From 1996 to 2003, the life of the world agency’s oil-for-food program, Saddam handed out oil allocations to senior Russian officials close to President Vladimir Putin, including his former chief of staff; political parties, including Putin’s own; and politicians like zany ultranationalist Vladimir Zhirinovsky. Even a government council of presidential advisers came in for $16 million in allocations.

Saddam allowed those favored to buy the allocations at a steep discount. They could be sold at a fat profit and still leave room for a generous kickback to Saddam, who siphoned off $2 billion from the oil-for-food deal. According to the Senate report, Russians accounted for more than 30 percent of the allocations.

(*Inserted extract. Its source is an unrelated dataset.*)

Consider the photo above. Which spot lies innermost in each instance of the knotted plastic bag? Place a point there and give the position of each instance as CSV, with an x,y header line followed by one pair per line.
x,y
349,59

Instead of spending the money on food, medicine and other humanitarian assistance, the whole point of the program, Saddam spent it on himself and his underlings. Saddam wanted more than good will; he wanted results and generously rewarded the Russians for killing a move in the U.N. Security Council to tighten restrictions on his regime.

And it might have worked had Iraq not been invaded. France and Germany, whose politicians were also rewarded, were joining the clamor to lift sanctions. Meanwhile, another probe headed by former U.S. central banker Paul Volcker, found that the U.N.’s head of the oil-for-food program probably profited from it.

Iraq’s U.N. ambassador, Feisal Amin Istrabadi, told the Washington Post, "There were certainly commercial and political interests involved, and Russia behaved like any other state in looking out for itself." Sadly, that seems to have been the case.